I have read and understand the nature of this release.

________________________________________________ _________________________

Patient's Signature/Legal Representative Date

________________________________________________ _________________________

Witness Date

1 Answer

3 votes

Final answer:

The authorization form to release health information lacks crucial elements required by HIPAA, including an expiration date for authorization, details of the right to revoke authorization, a statement about the risk of unauthorized re-disclosure, a more detailed description of information being disclosed, and consideration of sensitive health records disclosure. Language should be added to address these deficiencies and ensure the form's compliance with Privacy Rule criteria.

Step-by-step explanation:

Assessing the provided authorization form against the Privacy Rule criteria, there are several elements that appear to be missing. Firstly, the form lacks an expiration date for the authorization, which is a requirement under HIPAA. The authorization form should clearly state when the permission to release information expires. Additionally, the document should explicitly advise the patient of their right to revoke the authorization in writing at any time except to the extent that action has already been taken based on the authorization.

Another missing element is a statement regarding the potential for the information to be disclosed to unauthorized third parties once it has been released. Although the current form mentions that Pine Valley Medical Center (PVMC) is not responsible for redisclosures, it does not detail the risk that the information could be disclosed beyond the intended recipient. Furthermore, the specific information to be disclosed should be described in more detail to ensure that only the necessary health records are released, as required by the minimum necessary standard of the Privacy Rule.

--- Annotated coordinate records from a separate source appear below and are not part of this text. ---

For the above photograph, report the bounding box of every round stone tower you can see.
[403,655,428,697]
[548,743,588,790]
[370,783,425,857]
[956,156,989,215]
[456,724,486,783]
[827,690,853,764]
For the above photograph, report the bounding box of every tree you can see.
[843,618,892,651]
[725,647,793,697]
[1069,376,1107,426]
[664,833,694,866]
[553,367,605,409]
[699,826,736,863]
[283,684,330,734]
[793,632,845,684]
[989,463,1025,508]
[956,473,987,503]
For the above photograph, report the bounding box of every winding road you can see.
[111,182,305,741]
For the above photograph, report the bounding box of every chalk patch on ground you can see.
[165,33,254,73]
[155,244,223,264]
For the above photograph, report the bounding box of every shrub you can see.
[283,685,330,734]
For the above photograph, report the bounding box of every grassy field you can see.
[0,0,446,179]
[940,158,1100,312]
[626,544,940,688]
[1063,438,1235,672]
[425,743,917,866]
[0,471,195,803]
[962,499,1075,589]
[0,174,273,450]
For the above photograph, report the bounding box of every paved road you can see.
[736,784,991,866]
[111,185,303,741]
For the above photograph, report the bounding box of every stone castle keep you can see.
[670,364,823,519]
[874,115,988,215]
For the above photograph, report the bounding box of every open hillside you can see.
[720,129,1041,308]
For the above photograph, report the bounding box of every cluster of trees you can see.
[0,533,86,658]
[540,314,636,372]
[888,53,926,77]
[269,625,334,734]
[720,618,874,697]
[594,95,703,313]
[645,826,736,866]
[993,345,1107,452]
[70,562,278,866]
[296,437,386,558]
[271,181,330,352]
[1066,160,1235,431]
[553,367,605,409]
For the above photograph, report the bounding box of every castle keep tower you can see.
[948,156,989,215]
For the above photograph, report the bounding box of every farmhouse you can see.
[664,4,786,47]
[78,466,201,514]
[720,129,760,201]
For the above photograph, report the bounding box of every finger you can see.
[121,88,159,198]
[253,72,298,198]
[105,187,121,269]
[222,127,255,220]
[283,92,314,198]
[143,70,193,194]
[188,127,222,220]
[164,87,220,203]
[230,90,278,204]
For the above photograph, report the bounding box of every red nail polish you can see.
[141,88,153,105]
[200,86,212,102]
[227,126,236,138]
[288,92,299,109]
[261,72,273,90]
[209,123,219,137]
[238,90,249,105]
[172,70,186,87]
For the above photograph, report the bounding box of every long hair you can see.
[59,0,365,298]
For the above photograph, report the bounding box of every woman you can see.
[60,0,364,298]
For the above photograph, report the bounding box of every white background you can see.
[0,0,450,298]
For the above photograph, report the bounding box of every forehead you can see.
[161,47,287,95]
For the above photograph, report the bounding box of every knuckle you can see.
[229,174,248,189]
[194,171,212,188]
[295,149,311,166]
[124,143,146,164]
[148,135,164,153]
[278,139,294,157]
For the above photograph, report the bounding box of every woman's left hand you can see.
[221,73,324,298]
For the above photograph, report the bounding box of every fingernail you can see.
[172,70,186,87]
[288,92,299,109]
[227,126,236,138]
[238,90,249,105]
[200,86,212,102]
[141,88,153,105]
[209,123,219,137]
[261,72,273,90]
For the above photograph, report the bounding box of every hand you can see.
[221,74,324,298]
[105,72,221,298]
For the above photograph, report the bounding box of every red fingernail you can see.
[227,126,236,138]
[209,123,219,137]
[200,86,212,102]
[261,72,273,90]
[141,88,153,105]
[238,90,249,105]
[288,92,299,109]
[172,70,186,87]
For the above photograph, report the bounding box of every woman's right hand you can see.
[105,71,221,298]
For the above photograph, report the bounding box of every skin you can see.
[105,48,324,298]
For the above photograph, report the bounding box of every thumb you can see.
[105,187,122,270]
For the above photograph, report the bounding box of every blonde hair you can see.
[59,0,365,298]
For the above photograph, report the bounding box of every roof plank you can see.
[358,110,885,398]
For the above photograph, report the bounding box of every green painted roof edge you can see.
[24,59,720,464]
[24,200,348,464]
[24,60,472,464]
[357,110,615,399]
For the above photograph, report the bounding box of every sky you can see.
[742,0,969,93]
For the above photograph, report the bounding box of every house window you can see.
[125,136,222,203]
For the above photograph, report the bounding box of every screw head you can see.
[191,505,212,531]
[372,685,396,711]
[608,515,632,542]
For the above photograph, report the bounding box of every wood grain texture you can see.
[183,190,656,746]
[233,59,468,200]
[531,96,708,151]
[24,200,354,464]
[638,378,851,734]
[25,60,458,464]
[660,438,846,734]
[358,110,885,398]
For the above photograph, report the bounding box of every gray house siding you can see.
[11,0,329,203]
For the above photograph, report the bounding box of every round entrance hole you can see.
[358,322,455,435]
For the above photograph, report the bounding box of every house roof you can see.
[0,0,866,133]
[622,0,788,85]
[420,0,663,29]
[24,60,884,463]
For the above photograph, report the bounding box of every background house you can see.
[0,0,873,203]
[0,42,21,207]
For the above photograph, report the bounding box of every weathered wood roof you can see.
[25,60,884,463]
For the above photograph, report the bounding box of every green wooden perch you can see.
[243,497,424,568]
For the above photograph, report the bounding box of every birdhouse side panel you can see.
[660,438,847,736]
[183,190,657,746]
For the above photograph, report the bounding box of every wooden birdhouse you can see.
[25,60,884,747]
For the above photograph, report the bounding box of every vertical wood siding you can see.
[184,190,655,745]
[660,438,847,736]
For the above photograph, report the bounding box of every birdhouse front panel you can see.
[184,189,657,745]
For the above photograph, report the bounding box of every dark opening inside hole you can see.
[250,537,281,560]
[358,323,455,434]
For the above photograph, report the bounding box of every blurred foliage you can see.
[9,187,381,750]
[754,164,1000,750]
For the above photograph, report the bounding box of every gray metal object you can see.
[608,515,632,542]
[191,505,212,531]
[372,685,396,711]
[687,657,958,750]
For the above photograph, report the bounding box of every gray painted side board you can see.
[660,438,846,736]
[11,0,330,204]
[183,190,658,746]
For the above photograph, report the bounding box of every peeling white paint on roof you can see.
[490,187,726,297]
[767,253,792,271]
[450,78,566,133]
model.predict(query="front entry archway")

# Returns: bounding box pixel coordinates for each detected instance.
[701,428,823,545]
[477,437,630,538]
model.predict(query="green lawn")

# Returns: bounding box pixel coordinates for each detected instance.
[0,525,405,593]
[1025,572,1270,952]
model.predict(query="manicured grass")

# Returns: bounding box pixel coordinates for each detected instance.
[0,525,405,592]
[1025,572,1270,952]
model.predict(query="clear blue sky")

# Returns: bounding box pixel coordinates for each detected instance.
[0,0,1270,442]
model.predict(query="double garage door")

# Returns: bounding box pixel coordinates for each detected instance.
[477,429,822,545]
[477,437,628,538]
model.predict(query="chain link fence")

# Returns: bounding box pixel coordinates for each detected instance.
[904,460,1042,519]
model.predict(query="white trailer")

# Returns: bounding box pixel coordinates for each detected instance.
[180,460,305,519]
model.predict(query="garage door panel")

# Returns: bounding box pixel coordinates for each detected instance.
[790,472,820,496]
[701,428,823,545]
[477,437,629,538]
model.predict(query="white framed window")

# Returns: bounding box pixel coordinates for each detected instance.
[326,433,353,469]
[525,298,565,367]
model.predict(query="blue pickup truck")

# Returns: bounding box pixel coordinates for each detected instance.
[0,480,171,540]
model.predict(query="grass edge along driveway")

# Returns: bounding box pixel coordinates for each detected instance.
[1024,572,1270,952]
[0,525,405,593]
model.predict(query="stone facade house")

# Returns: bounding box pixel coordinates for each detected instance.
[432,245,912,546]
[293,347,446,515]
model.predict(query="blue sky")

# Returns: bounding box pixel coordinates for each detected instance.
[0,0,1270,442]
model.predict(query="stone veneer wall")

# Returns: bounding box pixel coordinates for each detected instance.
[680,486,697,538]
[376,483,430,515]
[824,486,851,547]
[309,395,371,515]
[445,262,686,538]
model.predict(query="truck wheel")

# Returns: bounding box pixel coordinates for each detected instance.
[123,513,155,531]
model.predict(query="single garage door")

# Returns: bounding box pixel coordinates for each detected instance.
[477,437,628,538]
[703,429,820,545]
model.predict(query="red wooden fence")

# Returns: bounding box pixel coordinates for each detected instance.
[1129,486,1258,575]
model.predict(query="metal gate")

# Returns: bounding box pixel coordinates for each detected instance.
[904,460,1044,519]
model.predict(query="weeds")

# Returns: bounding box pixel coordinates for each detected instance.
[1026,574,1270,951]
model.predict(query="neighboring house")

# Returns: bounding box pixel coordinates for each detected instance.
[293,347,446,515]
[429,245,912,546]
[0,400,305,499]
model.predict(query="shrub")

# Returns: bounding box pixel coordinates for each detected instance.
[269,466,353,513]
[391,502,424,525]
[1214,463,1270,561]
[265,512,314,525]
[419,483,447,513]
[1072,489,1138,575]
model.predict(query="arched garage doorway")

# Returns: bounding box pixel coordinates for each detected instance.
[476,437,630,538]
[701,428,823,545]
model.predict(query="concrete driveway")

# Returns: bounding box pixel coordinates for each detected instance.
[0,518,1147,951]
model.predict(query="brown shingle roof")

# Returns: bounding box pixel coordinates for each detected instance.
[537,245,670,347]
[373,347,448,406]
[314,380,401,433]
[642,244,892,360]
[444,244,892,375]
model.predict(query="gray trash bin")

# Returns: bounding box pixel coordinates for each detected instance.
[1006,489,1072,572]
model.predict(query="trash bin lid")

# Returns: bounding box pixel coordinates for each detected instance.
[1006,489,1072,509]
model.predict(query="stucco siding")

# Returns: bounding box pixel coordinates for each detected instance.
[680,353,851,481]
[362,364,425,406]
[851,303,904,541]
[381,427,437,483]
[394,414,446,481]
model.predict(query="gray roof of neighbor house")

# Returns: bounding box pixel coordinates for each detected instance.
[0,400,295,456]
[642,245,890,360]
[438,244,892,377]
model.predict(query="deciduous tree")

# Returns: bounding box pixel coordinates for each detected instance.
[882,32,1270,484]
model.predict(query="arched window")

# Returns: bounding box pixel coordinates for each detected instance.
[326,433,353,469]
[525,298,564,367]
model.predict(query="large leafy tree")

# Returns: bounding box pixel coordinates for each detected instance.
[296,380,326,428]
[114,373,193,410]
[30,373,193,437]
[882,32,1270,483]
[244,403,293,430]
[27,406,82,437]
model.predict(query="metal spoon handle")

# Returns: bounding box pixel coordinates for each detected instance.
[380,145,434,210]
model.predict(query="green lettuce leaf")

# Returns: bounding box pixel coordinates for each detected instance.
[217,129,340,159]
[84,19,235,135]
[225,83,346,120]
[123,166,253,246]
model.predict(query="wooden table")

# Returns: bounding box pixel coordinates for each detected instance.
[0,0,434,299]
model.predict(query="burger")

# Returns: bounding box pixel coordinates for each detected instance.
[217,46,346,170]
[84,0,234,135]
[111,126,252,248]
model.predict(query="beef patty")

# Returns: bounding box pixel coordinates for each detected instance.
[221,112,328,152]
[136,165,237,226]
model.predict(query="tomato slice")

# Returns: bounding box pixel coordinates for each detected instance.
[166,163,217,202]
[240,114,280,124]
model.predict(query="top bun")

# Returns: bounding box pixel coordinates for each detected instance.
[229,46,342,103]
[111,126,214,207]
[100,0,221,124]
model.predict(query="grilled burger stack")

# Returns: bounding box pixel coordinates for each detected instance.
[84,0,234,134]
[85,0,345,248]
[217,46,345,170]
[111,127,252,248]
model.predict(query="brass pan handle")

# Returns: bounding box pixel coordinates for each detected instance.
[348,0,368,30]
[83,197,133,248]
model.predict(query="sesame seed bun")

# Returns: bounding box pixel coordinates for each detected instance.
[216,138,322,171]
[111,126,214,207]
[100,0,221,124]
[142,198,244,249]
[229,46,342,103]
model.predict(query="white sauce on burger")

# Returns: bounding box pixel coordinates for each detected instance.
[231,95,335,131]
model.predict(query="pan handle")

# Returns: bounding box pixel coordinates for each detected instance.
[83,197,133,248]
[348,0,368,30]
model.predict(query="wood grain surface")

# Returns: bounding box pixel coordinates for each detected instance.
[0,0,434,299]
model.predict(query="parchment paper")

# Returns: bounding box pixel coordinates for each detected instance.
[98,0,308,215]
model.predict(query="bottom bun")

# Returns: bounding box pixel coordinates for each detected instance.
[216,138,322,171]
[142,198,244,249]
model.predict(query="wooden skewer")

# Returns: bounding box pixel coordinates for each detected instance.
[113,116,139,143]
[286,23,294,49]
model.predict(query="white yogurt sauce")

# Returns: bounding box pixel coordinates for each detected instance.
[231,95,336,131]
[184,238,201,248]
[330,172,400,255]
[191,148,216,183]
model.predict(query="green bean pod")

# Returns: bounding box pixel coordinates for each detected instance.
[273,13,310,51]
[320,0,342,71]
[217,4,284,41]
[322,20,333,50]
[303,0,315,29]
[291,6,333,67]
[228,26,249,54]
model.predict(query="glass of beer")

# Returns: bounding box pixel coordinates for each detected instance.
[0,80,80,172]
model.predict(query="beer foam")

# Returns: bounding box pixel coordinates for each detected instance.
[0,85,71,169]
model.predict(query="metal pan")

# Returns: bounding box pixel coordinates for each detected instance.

Last but not least, the record release form fails to mention whether the authorization includes the disclosure of information regarding mental health records, substance abuse treatment, HIV/AIDS testing or results, or genetics testing, which are considered sensitive and generally subject to stricter protection and additional consent requirements.

To modify the document, language should be added to incorporate these missing elements and fully comply with HIPAA regulations. Ensuring completeness and legal soundness of the authorization form is imperative to protect patient privacy, abide by federal requirements, and maintain trust between patients and healthcare facilities.